Details
-
Task
-
Resolution: Unresolved
-
Major
-
None
-
2.12.0
-
Security Level: Public
-
None
Description
Setup:
-multiple memcached servers
-ConnectionFactory.setFailureMode(FailureMode.Cancel) (or Retry)
Conditions:
-one of the memcached servers goes down, or is restarted
Observations:
-single key operations are immediately canceled (throws a CancellationException)
-multi-key operations (getBulk()/asyncGetbulk()) do not get cancelled. Instead they will timeout on the inactive node.
The cause seems to be the code in MemcachedClient.asyncGetBulk(): there is no check on the FailureMode value, only the node's active status. If a node is inactive, the code emulates the Redistribute failure mode (default failure mode).

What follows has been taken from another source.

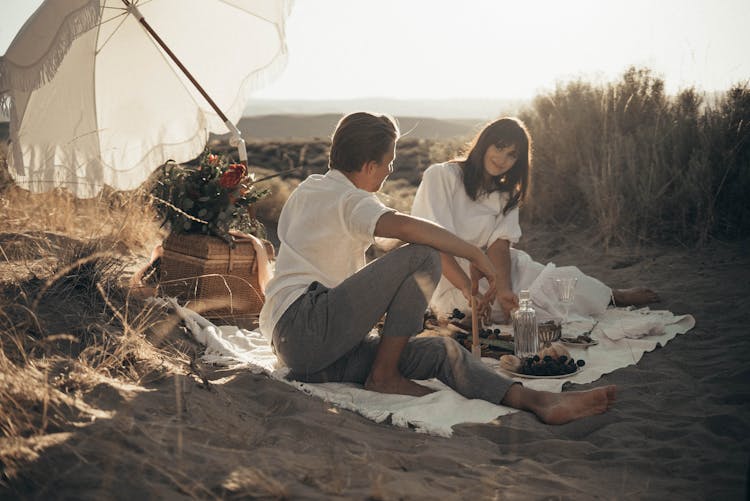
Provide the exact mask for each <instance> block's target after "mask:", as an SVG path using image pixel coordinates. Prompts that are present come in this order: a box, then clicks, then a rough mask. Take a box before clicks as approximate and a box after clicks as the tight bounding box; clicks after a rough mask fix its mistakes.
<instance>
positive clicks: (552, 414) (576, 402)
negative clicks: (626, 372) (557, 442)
mask: <svg viewBox="0 0 750 501" xmlns="http://www.w3.org/2000/svg"><path fill="white" fill-rule="evenodd" d="M615 392H616V387H615V386H613V385H612V386H603V387H601V388H594V389H593V390H588V391H570V392H563V393H548V392H541V393H542V395H540V400H541V401H540V403H539V406H538V407H537V408H536V409H534V410H533V412H534V414H536V415H537V417H538V418H539V419H541V420H542V421H543V422H544V423H547V424H565V423H569V422H570V421H575V420H576V419H580V418H582V417H586V416H593V415H595V414H601V413H603V412H604V411H606V410H607V409H608V408H609V407H610V406H611V405H612V404H613V403H614V401H615Z"/></svg>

The attached patch checks the ConnectionFactory's failure mode, and emulates the behavior of MemcachedConnection.addOperation:
-if the node is active or FailureMode is Retry, use the primary node
-if the node is inactive and FailureMode is Cancel, don't create an operation (no value will be returned for that key)
-otherwise, redistribute (existing default behavior)
This patch is not perfect:
-it relies on the ConnectionFactory failure mode, not the node's connection's FailureMode value (not visible); I'm pretty sure the values will be the same though.
it doesn't throw a CancellationException if the FailureMode is Cancel, and a node is inactive: instead it behaves like a "cache miss" instead. This is a compromise. The code could throw a CancellationException when a node is down, but it seems very inefficient if a single key -out of many is currently inaccessible.
This compromise is acceptable for us: we're looking for as little service impact as possible when one of our memcacehd servers goes down. The current behavior (timeout) causes a big pile-up and cascading timeouts.